Extended Data Fig. 6 Related to TN can form a drug-nutrient interaction with folic acid.

(a) Dose-responses of control cells treated with thionicotinamide (TN) (mean ± s.d., n = 3 biologically independent samples). (b, e) Relative levels of (b) NADP+ (e) and NAD+ in TN-treated control and NADK-knockout versus untreated control cells (mean ± s.e.m., n = 3 biologically independent samples). Two-tailed Welch’s t-test versus control cells (above bars) or comparing the respective mean ± s.d. (bar) versus mean ± s.d. (control cells) between bars. *P < 0.05, **P < 0.005. EV, empty vector. (c) Relative growth of TN-treated control and NADK2-knockout versus untreated control cells (mean ± s.d., n = 3 biologically independent samples).
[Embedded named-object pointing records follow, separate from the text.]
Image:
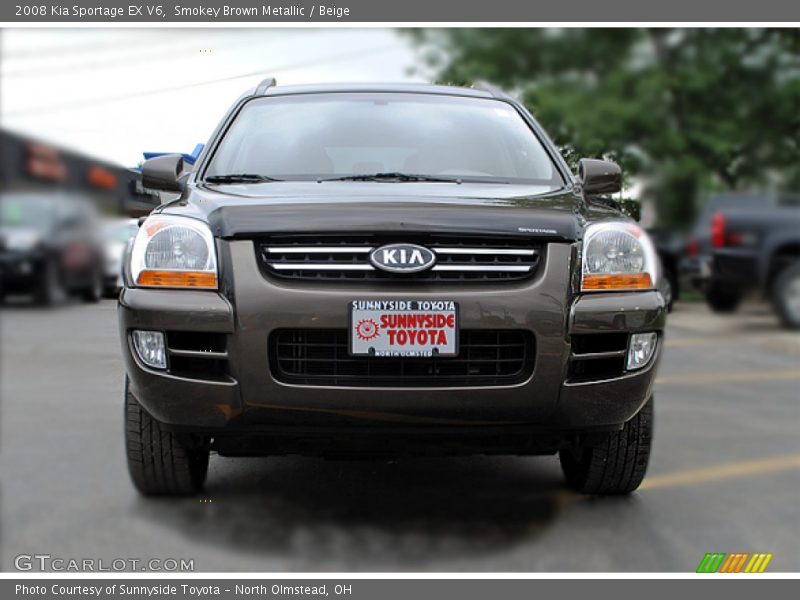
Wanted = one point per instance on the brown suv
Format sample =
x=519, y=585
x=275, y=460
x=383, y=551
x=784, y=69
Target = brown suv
x=384, y=270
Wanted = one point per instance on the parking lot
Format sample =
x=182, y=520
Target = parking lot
x=725, y=474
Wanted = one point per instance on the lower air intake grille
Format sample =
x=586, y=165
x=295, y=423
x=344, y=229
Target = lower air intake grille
x=320, y=357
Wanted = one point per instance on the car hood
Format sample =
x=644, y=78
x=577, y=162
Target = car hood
x=241, y=211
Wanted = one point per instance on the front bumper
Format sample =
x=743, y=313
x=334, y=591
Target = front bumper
x=247, y=398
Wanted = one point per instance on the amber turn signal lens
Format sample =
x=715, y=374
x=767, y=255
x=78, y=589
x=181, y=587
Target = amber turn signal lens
x=632, y=281
x=193, y=279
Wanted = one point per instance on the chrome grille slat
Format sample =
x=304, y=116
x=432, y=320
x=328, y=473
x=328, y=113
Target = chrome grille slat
x=332, y=257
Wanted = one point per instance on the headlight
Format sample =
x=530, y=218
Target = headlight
x=174, y=252
x=618, y=256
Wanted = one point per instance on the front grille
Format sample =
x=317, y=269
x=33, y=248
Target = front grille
x=320, y=357
x=346, y=258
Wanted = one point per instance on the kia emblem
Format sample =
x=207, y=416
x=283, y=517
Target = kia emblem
x=402, y=258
Two-tailed Welch’s t-test comparing the respective mean ± s.d. (bar) versus mean ± s.d. (control cells) between bars. (d) Mass-to-charge ratios (m/z) for various products of TN metabolism via the NAD+ salvage pathway based on either addition (+H) or removal (-H) of a proton adduct. Only peaks corresponding to NADPS could not be detected in either ionization mode in TN-treated K562 cells. NMNS, TN mononucleotide. NADS, thio-NAD. NADPS, thio-NADP. NADPSH, thio-NADPH.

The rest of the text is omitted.